Можетъ быть, трудно было рѣшить — между лордомъ Чилътерномъ и миссъ Эффингамъ — кто былъ виноватъ или кто былъ больше правъ въ обстоятельствахъ, которыя повели къ ихъ разлукѣ. Старый лордъ, желая убѣдить сына выбрать какое-нибудь занятіе и чувствуя, что его собственныя усилія хуже чѣмъ безполезны, заперся съ своей будущей невѣсткой и взялъ съ нея обѣщаніе употребить ея вліяніе на ея жениха.
— Разумѣется, я тоже нахожу, что онъ долженъ дѣлать что-нибудь, сказала Вайолетъ.
— И онъ будетъ дѣлать, если вы ему велите, отвѣчалъ графъ.
Вайолетъ выразила большое сомнѣніе относительно его повиновенія, но все-таки обѣщала сдѣлать что можетъ, и сдѣлала.
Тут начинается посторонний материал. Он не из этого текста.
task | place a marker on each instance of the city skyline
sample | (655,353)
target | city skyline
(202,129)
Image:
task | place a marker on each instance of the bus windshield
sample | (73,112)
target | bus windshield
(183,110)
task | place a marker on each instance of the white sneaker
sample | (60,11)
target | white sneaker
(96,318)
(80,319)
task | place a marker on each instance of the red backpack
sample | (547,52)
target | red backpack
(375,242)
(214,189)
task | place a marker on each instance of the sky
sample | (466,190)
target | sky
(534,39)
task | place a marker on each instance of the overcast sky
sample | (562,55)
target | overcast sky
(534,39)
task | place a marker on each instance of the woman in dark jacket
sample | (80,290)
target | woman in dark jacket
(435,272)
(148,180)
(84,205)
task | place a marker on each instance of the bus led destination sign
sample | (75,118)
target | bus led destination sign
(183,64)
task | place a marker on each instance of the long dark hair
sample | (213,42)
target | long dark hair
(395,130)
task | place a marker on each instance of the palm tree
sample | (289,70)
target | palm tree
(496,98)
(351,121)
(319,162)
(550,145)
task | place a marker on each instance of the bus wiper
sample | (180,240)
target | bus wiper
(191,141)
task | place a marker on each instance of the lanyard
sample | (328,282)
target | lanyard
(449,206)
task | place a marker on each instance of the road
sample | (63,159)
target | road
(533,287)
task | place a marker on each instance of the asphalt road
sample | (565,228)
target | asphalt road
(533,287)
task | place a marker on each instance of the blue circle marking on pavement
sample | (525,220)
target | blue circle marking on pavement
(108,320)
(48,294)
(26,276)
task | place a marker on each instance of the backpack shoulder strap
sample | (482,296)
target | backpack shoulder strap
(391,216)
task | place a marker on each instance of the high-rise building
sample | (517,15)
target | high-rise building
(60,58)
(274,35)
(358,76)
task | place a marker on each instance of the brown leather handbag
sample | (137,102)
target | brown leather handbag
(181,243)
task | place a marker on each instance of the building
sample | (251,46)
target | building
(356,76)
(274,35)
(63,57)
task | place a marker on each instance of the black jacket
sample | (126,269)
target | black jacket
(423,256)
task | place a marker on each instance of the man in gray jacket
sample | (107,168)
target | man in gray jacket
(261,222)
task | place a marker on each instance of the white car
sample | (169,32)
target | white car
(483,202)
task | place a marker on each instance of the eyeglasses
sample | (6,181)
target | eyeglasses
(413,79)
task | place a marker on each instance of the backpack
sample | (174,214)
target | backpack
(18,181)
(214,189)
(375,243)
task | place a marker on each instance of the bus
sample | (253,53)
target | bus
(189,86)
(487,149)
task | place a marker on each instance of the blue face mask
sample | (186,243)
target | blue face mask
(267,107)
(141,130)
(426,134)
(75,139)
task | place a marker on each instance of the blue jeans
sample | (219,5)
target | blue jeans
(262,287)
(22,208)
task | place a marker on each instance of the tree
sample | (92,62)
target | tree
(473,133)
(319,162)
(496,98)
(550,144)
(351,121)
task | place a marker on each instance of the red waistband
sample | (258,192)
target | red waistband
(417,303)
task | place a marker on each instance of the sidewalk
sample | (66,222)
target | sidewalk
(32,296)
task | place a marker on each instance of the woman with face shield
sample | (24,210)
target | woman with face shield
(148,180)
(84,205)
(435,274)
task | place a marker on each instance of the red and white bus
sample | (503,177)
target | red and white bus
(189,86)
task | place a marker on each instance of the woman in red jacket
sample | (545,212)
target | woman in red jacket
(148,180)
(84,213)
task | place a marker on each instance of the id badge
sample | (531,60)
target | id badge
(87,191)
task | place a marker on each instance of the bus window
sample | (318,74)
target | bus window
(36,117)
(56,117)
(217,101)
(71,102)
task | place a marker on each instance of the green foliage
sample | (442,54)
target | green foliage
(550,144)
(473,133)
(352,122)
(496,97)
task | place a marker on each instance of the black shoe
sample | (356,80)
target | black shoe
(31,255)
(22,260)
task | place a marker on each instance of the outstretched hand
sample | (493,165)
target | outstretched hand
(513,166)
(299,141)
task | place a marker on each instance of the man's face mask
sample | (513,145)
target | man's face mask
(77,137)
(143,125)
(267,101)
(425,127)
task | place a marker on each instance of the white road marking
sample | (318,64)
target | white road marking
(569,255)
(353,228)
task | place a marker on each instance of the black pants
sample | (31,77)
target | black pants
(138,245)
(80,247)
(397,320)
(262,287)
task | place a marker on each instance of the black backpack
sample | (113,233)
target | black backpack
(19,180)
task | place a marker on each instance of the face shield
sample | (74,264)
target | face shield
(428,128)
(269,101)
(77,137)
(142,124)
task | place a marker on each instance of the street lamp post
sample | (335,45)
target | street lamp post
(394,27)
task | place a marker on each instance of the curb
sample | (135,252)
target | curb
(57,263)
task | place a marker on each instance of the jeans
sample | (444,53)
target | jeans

Лордъ Чильтернъ, когда она заговорила съ нимъ, нахмурилъ брови съ тѣмъ свирѣпымъ гнѣвомъ, который физіономія его часто выражала безъ всякаго намѣренія быть свирѣпымъ съ его стороны. Онъ былъ раздосадованъ, по не свирѣпо расположенъ къ Вайолетъ. Глядя па нее, однако онъ казался очень свирѣпъ.
— Что же вы желаете, чтобы я дѣлалъ? спросилъ онъ.
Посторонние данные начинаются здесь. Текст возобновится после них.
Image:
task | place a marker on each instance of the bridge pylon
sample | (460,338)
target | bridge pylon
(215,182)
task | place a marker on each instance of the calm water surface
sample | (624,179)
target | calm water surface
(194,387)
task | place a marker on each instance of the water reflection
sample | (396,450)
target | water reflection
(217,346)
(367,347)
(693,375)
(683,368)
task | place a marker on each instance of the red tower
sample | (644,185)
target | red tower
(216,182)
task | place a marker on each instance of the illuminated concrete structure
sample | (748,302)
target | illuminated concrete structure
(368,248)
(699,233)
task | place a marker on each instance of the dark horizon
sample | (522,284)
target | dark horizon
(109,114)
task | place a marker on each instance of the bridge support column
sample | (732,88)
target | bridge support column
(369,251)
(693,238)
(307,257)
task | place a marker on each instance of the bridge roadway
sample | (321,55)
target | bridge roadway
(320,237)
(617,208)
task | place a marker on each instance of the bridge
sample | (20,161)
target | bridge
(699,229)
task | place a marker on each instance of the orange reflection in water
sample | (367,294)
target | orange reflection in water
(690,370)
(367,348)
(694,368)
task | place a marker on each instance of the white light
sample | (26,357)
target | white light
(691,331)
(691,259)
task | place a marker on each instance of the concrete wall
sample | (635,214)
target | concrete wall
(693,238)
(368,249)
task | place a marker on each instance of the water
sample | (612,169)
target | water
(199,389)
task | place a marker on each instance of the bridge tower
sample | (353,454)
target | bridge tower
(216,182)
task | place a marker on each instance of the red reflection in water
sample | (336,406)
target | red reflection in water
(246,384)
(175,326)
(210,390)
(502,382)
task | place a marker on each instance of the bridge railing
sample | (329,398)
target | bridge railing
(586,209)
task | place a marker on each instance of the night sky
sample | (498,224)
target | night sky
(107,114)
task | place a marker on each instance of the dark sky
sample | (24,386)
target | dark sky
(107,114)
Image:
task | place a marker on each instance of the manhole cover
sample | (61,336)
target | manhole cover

— Я желала бы, чтобъ вы выбрали какое-нибудь занятіе, Освальдъ.
— Какое занятіе? Что вы хотите сказать? Ужъ не долженъ ли я сдѣлаться башмачникомъ?
— Не по моему желанію, по сдѣлайтесь, если вы хотите.
Когда ея женихъ нахмурился на нее, Вайолетъ рѣшилась — твердо рѣшилась — съ внутреннимъ сознаніемъ своихъ правъ — что онъ ее не испугаетъ.
— Вы говорите вздоръ, Вайолетъ; вы знаете, что я не могу быть башмачникомъ.
— Вы можете поступить въ парламентъ.
— Не могу и не хочу. Мнѣ ненравится эта жизнь.
— Вы можете заняться земледѣліемъ.
— У меня нѣтъ па это средствъ.
— Вы можете же заняться чѣмъ-нибудь, вы должны. Вы сами это знаете. Вы знаете, что отецъ вашъ правъ.
— Это легко увѣрять, Вайолетъ, но мнѣ кажется, было бы лучше, чтобы вы брали сторону мою, чѣмъ моего отца, если вы намѣрены быть моею женою.
— Вы знаете, что я намѣрена быть вашей женой; по вѣдь вы желали бы, чтобъ я уважала моего мужа!
— А развѣ вы не будете меня уважать, если выйдете за меня? спросилъ онъ.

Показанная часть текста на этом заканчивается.